Я не особенно любила шляться по клубам и согласилась на том условии, что мы выберем какое-нибудь старомодное заведение, где играют песни «Аббы» и «Систер Следж». В субботу Кэти, Рэчел и я (Эмили не могла расстаться со своим новым кавалером) пошли поужинать в бар «Стравэгин», чтобы потом отправиться в «Оран-Мор» — клуб, расположенный на западе города в подвале бывшей церкви.

По пути в бар я столкнулась с другом Джонни — парня, который когда-то разбил мне сердце. Джонни, оказывается, недавно женился. Я часто спрашивала себя, как бы я отреагировала на эту новость. Особенно это волновало меня после того, как два года назад я вступила с Джонни в переписку — под надуманным предлогом журналистского расследования.

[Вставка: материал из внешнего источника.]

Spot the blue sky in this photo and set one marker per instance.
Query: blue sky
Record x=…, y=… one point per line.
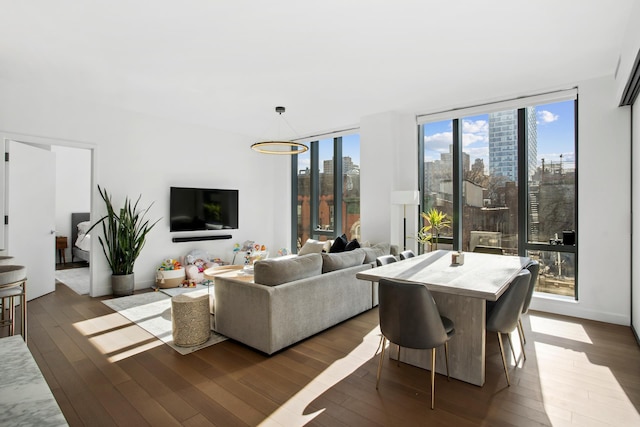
x=555, y=129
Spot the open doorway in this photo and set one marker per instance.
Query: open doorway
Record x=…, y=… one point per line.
x=73, y=205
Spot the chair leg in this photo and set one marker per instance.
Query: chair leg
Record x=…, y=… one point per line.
x=379, y=344
x=513, y=350
x=24, y=312
x=12, y=316
x=433, y=376
x=446, y=358
x=524, y=338
x=384, y=342
x=504, y=360
x=522, y=342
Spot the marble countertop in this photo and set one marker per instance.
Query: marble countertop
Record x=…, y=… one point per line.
x=25, y=397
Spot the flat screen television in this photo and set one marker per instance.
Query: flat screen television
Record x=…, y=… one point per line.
x=198, y=209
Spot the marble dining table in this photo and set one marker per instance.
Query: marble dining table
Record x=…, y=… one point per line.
x=460, y=292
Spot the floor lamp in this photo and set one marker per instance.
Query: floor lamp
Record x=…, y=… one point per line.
x=404, y=198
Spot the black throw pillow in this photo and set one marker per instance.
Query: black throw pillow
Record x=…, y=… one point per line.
x=339, y=244
x=352, y=245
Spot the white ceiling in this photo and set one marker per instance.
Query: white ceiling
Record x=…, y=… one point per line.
x=227, y=64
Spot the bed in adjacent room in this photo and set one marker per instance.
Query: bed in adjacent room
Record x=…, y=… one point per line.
x=80, y=224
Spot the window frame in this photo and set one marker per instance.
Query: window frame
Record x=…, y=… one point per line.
x=338, y=188
x=520, y=104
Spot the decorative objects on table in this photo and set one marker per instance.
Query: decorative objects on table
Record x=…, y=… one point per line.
x=170, y=274
x=435, y=221
x=124, y=234
x=280, y=146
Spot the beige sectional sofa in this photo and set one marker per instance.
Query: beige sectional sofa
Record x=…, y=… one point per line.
x=293, y=298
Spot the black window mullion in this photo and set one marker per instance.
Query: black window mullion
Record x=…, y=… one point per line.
x=523, y=181
x=337, y=186
x=421, y=177
x=294, y=202
x=314, y=185
x=457, y=219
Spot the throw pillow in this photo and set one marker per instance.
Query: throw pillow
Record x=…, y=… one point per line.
x=352, y=245
x=373, y=252
x=311, y=246
x=338, y=261
x=339, y=244
x=275, y=271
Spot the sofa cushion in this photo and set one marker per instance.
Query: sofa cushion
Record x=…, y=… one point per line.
x=373, y=252
x=339, y=244
x=338, y=261
x=312, y=246
x=275, y=271
x=353, y=244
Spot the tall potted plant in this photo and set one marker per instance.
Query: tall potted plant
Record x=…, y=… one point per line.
x=125, y=231
x=434, y=222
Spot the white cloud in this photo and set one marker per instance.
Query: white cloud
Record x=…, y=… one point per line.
x=439, y=141
x=477, y=126
x=545, y=116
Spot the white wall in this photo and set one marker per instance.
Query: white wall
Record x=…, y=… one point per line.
x=629, y=50
x=73, y=188
x=137, y=154
x=389, y=162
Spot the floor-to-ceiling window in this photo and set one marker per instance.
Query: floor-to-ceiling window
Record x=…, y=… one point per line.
x=507, y=179
x=327, y=192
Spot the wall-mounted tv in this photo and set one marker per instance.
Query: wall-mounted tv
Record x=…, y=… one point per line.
x=198, y=209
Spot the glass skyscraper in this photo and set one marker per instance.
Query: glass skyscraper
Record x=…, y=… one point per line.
x=503, y=143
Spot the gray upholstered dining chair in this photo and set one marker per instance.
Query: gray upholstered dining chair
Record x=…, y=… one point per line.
x=410, y=318
x=385, y=259
x=534, y=269
x=406, y=254
x=506, y=313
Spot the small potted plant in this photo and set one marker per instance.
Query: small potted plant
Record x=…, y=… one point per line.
x=125, y=231
x=434, y=222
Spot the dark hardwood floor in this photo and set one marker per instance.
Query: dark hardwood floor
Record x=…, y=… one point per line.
x=105, y=371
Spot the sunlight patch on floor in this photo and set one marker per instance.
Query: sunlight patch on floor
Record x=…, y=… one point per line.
x=292, y=413
x=576, y=391
x=116, y=337
x=559, y=328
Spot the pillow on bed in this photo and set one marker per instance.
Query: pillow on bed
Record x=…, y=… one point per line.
x=84, y=242
x=83, y=227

В то время я работала над статьей на тему «старая любовь не ржавеет». Сейчас, с появлением сайта «Одноклассники», люди бросились наводить мосты с бывшими возлюбленными. Уже вышло множество книг на эту тему. Статья стала для меня идеальным поводом связаться с Джонни и спросить его, что он думает о нашем расставании. Теперь-то я понимаю, почему обратилась к нему: даже тогда призраки прошлого еще не угомонились окончательно. В ответ Джонни написал длинное и удивительно откровенное письмо. Он говорил, что вспоминает годы нашей любви как «золотое время», и просил прощения за то, что сделал. И все же, писал он, ошибки и неправильные решения — это неизбежная часть нашей жизни. Да, он поступил как инфантильный эгоист, а я вела себя как маленькая девочка. И еще он сообщал, что недавно встретил женщину, которую полюбил.